# New Jotul - F 55



## spirilis (Jan 4, 2012)

I just saw this on the Jotul North America facebook page so I'm relaying it to a thread here...

http://www.youtube.com/watch?v=l10bnq_TQjU

Looks like it's almost 3cf, Cast Iron outer/Steel inner construction just like the Rangeley, Non-Catalytic burn tubes, no ash pan or top load, supposedly improved door handle/latch, claims ~10hr burn and 2000sf (Tim the presenter in the video claims it's heating his 2200sf house with no problem), uses firebrick on the side and bottom which lets them rate it for ember protection only underneath, no R-value required.
Also with rear heat shield and an optional flue collar heat shield + double wall pipe, it can have 6 inches rear clearance.
Cast iron/Stainless Steel baffle system has a lifetime warranty.


----------



## certified106 (Jan 4, 2012)

Hmmm looks like a nice stove for sure. Seems like they are coming out with more hybrid type stoves utilizing the welded firebox and cast iron outer layer sort of like a PE and now they throw in a stainless and cast baffle system with a lifetime gaurantee like PE  lol. I really like the idea of a firebox with no cemented seams to worry about with the advantage of cast thermal mass still on the outside of the stove. I for one think it's about time more of the manufacturers are leaning towards the stainless baffle systems with a lifetime guarantee making for a stove with zero maintenance costs.  I would have given the Rangley a very close look had they been available when I was in the market for a new stove.


----------



## spirilis (Jan 4, 2012)

Yeah, seems like they admitted defeat on the Rangeley's top-load feature and designed a workhorse with tight clearances instead.  Sounds like a nice option, wonder what the price point will be (goes on sale Feb 1)


----------



## MarkinNC (Jan 4, 2012)

That looks like a stove that would appeal to me, simple, rugged, and you can tuck it close to a wall.  I wonder if the firebox is roughly square in dimension so you can burn NS and EW?


----------



## Bub381 (Jan 4, 2012)

I wonder if the firebox is the same size.


----------



## ddddddden (Jan 4, 2012)

I seem to recall some mention of a barebones version of the Rangeley being in the works.  I think this is it.  Take the top-loading mechanism out of the F50 and stack the wood higher -->   "almost-3-cu-ft" F55.  Looks like a tough competitor, if priced agressively, which is probably the idea.  Can't wait to see the thermometer option.


----------



## Bub381 (Jan 4, 2012)

Ya i noticed the thermometer.lol


----------



## spirilis (Jan 4, 2012)

Lol they should toss in the fireplace gloves from the Rangeley and a 100ct box of Supercedars for free ;-)


----------



## Bub381 (Jan 5, 2012)

They do toss the long gloves in.10-4 on the super cedars


----------



## Todd (Jan 5, 2012)

I'd rather have the top loader. I also wish they would offer a cat model like they use to.


----------



## Bretonburner (Jan 5, 2012)

Looks like we bought our Rangely too soon. We would much prefer  no top loading because of the way the Rangely has designed this feature and also no ash drawer.
The stainless steel baffle and life time warranty also looks like a plus.

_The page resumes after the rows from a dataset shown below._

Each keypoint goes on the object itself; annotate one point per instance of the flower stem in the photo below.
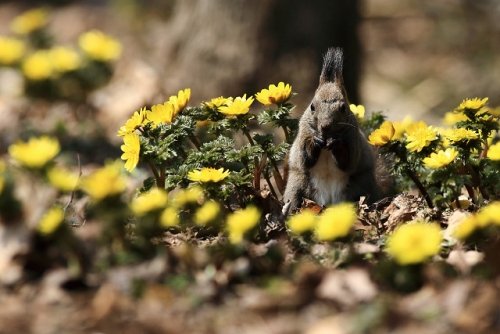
(195, 142)
(476, 179)
(247, 134)
(471, 193)
(287, 135)
(420, 187)
(155, 172)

Oh well,  better luck next time.

btw,  we have put a steel plate  over the grate in the stove and do not use the ash drawer. Now we can get a good base of hot coals and regulate the amount of ash we want to keep. When there is too much ash we just have to shovel it out. The firebricks on the bottom  in this new model  seem like a great idea.


----------



## begreen (Jan 5, 2012)

Having run both, I don't miss top loading, at all. And I have a lot more hair on my arm to prove it. I think this is a smart move for Jotul, ME. One of the reasons the T6 was attractive to me was simplicity. The T55 looks like a pretty simple stove. If it's priced competitively it should do well, especially on the east coast.


----------



## spirilis (Jan 5, 2012)

Todd said:
			
		

> I'd rather have the top loader. I also wish they would offer a cat model like they use to.

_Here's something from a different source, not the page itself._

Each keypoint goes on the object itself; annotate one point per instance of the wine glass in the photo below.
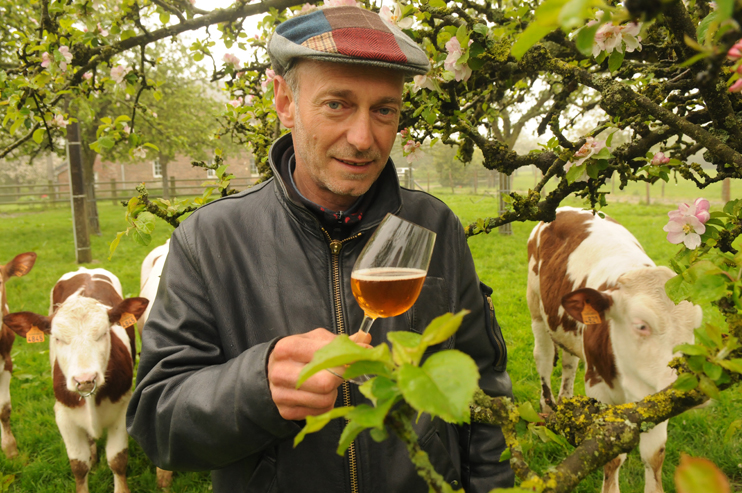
(390, 271)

For whatever it's worth, I tossed in the cat idea as a suggestion on their facebook page... there was a post by them back in Dec. asking for product ideas.


----------



## waltdog (Jan 5, 2012)

Its a good looking stove!, while the top load feature is nice as time goes by I have used it less...

No ash pan tho?


----------



## MasterMech (Jan 5, 2012)

I'm with ya Walt.  I hardly ever top load the Rangeley.  Can get a little smoke in the house under certain conditions and have to move my thermometer and steamer to do it.  Just easier to front load although it can get messy if the ash is deep in the firebox.

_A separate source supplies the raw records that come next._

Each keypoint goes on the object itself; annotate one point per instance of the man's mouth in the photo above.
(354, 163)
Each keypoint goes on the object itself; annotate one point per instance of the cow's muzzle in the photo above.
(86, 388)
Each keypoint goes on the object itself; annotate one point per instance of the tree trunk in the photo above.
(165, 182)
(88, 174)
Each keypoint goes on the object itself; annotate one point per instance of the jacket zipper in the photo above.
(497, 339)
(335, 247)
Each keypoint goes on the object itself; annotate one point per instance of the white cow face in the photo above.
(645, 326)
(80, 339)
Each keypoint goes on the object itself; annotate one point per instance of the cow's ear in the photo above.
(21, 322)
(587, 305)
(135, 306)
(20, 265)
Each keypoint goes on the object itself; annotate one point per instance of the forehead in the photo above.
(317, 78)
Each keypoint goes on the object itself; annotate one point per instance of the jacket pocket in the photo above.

Love those gloves they included!

The F55 looks great but I miss the top the Rangeley has.  Straight black just doesn't have the wow that attracted me to the Rangeley in the first place.  Top loading wouldn't be missed but the ash pan would be.  I like the Rangeley's ash pan design with the wide, flat grate to allow ash to fall through.  I want that door handle from the video! Looking around for the handle is getting annoying.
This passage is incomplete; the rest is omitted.